Plastic fantastic: how fetishcore ruled the Brits
Sam Smith's NOS balloon chic shutdown the red carpet while other celebs looked like they had slithered straight from the sex club
image Karwai Tang/WireImage via Getty Images
words Megan Wallace
Red carpet fashion is undergoing a bit of a transformation. Gone are the days where celebrities were expected to pose in a predictable dress or samey tuxedo, cowering in fear of landing on a worst-dressed list or being verbally assaulted by a Joan Rivers type. Now, thanks to the fact that awards shows and premieres are consumed by a much broader audience, not just a small elite, due to video and photos quickly making their way to social media, the whole world's a stage - and the statements have to get bigger.
Not only has a huge rise in streetwear style, such as Kendrick Lamar's dadcore Martine Rose tracksuit at the Grammys or Central Cee's Decathlon chic at the British Fashion Awards, shown that dress codes are pretty defunct nowadays, we're also seeing a side of red carpet dressing that's pretty NSFW.
We can probably thank the perennial naked dress for this pivot - you know, those basically see-through dresses which seem to be everywhere? While they were a major shock to the system back in the 90s, when worn by the likes of Rose McGowan, nowadays they've become something of a new normal for everyone looking to raise even the most thinly plucked of eyebrows. In the quest to create a moment that's a little more avantgarde, celebs are mining the sex club for inspiration and nowhere was this more apparent than this year's Brit Awards where fetishcore seemed to be the order of the day.
Don't believe us? Time for a recap. Of course, we can't go any further before pointing to Sam Smith's show-stopping (and instantly memeable) high-shine latex look. From the label Harri, the outfit featured ballooning black trousers and a matching voluminous top with some serious power shoulders.
There was also Ashnikko, repping our alien tentacle porn fantasy in a draped, latex gown which featured prominent, flesh-like bumps down the back. The look was a custom concept by HYRDRA, a label which twists latex into sinewy, flesh-like forms which draw on everything from wombs to fantasy.
Both these outfits play with the human form in new ways, using materials traditionally associated with the othered worlds of the kink scene in order to push the wearer's body into un-human and even grotesque dimensions. In the case of both Sam Smith and Ashnikko, artists who have been outspoken about their queer identity - and have even received backlash for doing so - it feels like a powerful reclamation of otherness and proof that fashion can help us tap into commonly-held anxieties about so-called correct ways of presenting gender.

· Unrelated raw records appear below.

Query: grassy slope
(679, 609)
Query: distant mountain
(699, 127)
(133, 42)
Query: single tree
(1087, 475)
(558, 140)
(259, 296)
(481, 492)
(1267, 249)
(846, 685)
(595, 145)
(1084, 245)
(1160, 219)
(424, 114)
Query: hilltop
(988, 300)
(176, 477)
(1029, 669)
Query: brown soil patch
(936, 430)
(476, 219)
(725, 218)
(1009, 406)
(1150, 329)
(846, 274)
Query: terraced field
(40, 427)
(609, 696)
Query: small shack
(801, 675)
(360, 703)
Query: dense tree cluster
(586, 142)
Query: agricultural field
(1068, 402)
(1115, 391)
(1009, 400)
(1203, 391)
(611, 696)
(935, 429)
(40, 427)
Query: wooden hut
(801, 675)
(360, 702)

And while the spotlight was deservedly stolen by the looks which verged into mutantcore, are other fetish angels were going less fantasy and more sex club. This includes Munroe Bergdorf, who wore a skin-tight, Jessica Rabbit-style dress in black, with matching gloves. The 'fit was designed by Atsudo Kudo, a brand which IRL latex fetishists would spend their life savings on. Closing up the pack we had Iris Law in a leather buckle bra top which seriously wouldn't have looked out of place at the latest KV event.
While comparatively tame, these looks, too, are a statement. By referencing ideas of domination, control and sexuality which are recurrent in the world of BDSM, these female invitees stare down the camera lens and refuse to be merely consumed by the observer's gaze. It's what power dressing looks like in 2023.
If you want an overarching take away from all this, it's this: whether you're a latex fan or a rubberist, you can finally start wearing all the BDSM clobber you've spent a fortune on outside of the dungeon and to your latest normie party.